C# Regex.Split:删除空结果 [英] C# Regex.Split: Removing empty results
问题描述
我正在开发一个导入数千行的应用程序,其中每一行的格式如下:
I am working on an application which imports thousands of lines where every line has a format like this:
|* 9070183020 |04.02.2011 |107222 |M/S SUNNY MEDICOS |GHAZIABAD | 32,768.00 |
我正在使用以下 Regex
将行拆分为我需要的数据:
I am using the following Regex
to split the lines to the data I need:
Regex lineSplitter = new Regex(@"(?:^|*||)s*(.*?)s+(?=|)");
string[] columns = lineSplitter.Split(data);
foreach (string c in columns)
Console.Write("[" + c + "] ");
这给了我以下结果:
[] [9070183020] [] [04.02.2011] [] [107222] [] [M/S SUNNY MEDICOS] [] [GHAZIABAD] [] [32,768.00] [|]
现在我有两个问题.
<强>1.如何删除空结果.我知道我可以使用:
Now I have two questions.
1. How do I remove the empty results. I know I can use:
string[] columns = lineSplitter.Split(data).Where(s => !string.IsNullOrEmpty(s)).ToArray();
但是是否有任何内置方法可以删除空结果?
<强>2.如何移除最后一个管道?
谢谢你的帮助.
问候,
约格什.
but is there any built in method to remove the empty results?
2. How can I remove the last pipe?
Thanks for any help.
Regards,
Yogesh.
我想我的问题有点被误解了.这从来都不是关于我怎么做.这只是关于如何通过更改上述代码中的Regex
来做到这一点.
I think my question was a little misunderstood. It was never about how I can do it. It was only about how can I do it by changing the Regex
in the above code.
我知道我可以通过多种方式做到这一点.我已经用上面提到的带有 Where
子句的代码和另一种方式完成了它,该方式也更快(超过两倍):
I know that I can do it in many ways. I have already done it with the code mentioned above with a Where
clause and with an alternate way which is also (more than two times) faster:
Regex regex = new Regex(@"(^|*s*)|(s*|s*)");
data = regex.Replace(data, "|");
string[] columns = data.Split(new[] { '|' }, StringSplitOptions.RemoveEmptyEntries);
其次,作为测试用例,我的系统在原始方法中可以在不到 1.5 秒的时间内解析 92k+ 这样的行,在第二种方法中不到 700 毫秒,我永远不会在实际中找到超过几千情况,所以我认为我不需要考虑这里的速度.在我看来,在这种情况下考虑速度是过早优化.

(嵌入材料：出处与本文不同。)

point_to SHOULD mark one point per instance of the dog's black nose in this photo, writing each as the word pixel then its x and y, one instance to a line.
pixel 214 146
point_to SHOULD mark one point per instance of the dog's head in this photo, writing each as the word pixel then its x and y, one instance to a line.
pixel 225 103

Secondly, as a test case, my system can parse 92k+ such lines in less than 1.5 seconds in the original method and in less than 700 milliseconds in the second method, where I will never find more than a couple of thousand in real cases, so I don't think I need to think about the speed here. In my opinion thinking about speed in this case is Premature optimization.
我找到了第一个问题的答案:它不能用 Split
来完成,因为没有内置这样的选项.
I have found the answer to my first question: it cannot be done with Split
as there is no such option built in.
仍在寻找我的第二个问题的答案.
Still looking for answer to my second question.
推荐答案
Regex lineSplitter = new Regex(@"[s**]*|[s**]*");
var columns = lineSplitter.Split(data).Where(s => s != String.Empty);
或者你可以简单地做:
string[] columns = data.Split(new char[] {'|'}, StringSplitOptions.RemoveEmptyEntries);
foreach (string c in columns) this.textBox1.Text += "[" + c.Trim(' ', '*') + "] " + "
";
不,没有选项可以像 String.Split 一样删除 RegEx.Split 的空条目.
And no, there is no option to remove empty entries for RegEx.Split as is for String.Split.
您也可以使用火柴.
这篇关于C# Regex.Split:删除空结果的文章就介绍到这了,希望我们推荐的答案对大家有所帮助,也希望大家多多支持IT屋!